I knew bitterness as well…
Incarnation: the only place to experience grace and Easter and joy. Your incarnation, with all of its contradictions and sorrows and challenges and occasional triumphs.
One thing I am absolutely certain of is that “love’s work is not done.” Not in Galilee, not now, not as long as the human consciousness goes on.
Love’s work continues here with gentle persistence. Even when we momentarily turn our faces away, out of discouragement, or exhaustion, or anger, this love keeps coming for us. Irresistible grace. You could no more refuse this love than you could announce to spring in New England that you want nothing to do with green leaves, or flowers in bloom, or warm breezes…you’ve decided that you have gotten used to winter, and you’d rather stay in the frozen dark! Say that loud, say it long…but spring is coming…and it is coming to your neighborhood…it knows where you live.
Easter lilies and the love they memorialize, and glorious music, and the tradition of Easter are similarly here to remind us that something at the heart of life is trustworthy. Something is powerful enough to remove the rock that sealed Jesus in a tomb. Something is powerful enough to remove all the delusions, and fantasies, and karmas that block our passage to joy. Something the wise call a “mystery;” a power that the mystics call “God;” something we call “grace.”

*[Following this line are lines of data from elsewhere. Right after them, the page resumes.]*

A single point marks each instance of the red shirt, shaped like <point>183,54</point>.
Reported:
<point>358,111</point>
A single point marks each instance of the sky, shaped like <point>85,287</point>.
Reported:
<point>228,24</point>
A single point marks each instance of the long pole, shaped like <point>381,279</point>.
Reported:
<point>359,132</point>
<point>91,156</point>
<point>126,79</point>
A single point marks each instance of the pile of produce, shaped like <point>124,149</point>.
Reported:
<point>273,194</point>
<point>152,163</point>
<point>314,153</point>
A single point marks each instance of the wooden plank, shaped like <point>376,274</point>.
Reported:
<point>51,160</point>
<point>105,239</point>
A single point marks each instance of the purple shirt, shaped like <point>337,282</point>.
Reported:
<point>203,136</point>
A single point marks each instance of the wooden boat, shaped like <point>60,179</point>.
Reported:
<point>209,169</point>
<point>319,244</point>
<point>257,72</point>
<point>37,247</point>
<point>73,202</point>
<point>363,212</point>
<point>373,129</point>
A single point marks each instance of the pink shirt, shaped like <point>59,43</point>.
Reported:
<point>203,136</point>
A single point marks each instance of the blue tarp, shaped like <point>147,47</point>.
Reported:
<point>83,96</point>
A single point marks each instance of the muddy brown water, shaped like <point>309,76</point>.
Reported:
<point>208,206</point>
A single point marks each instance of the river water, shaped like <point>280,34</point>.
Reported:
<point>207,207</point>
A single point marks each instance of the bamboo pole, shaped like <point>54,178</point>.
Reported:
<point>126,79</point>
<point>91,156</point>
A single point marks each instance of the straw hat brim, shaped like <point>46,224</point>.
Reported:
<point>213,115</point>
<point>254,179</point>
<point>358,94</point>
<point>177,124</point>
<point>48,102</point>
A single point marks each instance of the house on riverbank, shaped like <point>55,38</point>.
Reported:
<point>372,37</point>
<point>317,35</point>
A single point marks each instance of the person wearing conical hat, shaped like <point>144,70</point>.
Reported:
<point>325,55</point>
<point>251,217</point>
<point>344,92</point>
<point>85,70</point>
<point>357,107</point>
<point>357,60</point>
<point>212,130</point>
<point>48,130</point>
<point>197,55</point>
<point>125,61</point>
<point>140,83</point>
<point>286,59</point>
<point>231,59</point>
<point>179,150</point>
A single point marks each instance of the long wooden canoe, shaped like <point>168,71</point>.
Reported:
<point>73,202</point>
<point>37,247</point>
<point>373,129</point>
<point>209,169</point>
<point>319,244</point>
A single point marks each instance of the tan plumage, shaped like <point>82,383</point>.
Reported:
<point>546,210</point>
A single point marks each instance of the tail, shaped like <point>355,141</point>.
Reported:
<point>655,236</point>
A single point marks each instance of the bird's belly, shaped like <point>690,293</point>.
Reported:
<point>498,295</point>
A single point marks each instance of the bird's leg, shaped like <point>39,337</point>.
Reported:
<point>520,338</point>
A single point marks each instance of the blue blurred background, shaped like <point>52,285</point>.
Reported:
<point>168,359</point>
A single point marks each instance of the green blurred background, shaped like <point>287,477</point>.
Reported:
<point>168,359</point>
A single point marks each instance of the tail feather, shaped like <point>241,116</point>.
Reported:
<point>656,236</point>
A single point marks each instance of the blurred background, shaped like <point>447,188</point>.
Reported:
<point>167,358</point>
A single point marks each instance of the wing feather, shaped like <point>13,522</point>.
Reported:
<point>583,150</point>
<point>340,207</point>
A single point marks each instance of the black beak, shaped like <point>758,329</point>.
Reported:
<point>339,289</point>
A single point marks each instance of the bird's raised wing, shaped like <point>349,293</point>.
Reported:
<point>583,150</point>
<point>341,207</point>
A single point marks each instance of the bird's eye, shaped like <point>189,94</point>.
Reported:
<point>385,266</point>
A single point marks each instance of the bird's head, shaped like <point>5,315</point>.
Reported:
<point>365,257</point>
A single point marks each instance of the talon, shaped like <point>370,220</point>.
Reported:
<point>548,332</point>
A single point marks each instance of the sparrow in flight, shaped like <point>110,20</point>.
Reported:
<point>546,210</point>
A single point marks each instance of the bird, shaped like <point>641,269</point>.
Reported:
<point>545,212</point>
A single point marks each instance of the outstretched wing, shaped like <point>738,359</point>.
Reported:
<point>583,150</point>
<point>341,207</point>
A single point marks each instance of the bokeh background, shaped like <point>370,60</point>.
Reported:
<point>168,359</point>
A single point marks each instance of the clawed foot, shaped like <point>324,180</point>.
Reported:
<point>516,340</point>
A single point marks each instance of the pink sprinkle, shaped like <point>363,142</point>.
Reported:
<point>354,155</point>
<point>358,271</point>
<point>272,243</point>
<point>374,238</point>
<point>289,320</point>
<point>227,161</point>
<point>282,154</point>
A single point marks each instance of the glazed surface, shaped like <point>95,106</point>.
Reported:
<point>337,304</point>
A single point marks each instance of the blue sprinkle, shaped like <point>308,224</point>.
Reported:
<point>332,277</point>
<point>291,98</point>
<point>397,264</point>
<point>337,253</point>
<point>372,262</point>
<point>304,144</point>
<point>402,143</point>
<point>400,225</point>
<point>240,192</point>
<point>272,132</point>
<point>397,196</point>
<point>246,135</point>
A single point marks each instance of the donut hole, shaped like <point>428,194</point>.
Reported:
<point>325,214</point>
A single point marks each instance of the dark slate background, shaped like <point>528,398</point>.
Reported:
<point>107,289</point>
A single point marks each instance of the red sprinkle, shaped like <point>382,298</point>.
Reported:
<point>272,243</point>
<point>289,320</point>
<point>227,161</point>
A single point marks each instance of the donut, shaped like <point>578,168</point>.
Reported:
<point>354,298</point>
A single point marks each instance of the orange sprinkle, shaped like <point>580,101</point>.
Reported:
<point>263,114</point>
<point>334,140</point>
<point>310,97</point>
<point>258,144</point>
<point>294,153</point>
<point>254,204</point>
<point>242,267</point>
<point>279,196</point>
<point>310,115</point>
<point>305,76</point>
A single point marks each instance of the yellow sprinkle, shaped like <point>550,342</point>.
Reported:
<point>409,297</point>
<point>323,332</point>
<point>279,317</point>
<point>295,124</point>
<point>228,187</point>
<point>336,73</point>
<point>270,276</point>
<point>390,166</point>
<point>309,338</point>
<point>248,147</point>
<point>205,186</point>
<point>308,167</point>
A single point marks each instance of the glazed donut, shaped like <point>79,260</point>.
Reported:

I close with a poem written by a poet in our own congregation. Missy Nicholson described how the stone rolls away in a poem she wrote for our Sunrise Service in 1996:
The true story of Easter is in the stone itself
Rolling back from the dark of the sepulcher
To burn the light of life eternal
Into the eyes of the gathered.
Watching for a stone to move
Seems like a fool’s errand
Stones move in geological time
Immeasurable in our own brief emergency.
Moving the stone by our own power
Is a task with no end
Like Sisyphus we are destined to push
But powerless to keep the stone from rolling back.
And yet we have come here again
Awake in this day
Not to see an angel roll back a stone
But in our knowing this:
Sometimes the stone just moves.
Sometimes the sun comes up just when you need it to. Sometimes grace is as apparent as a perfect spring day. Love’s work is ongoing. The stones are moving.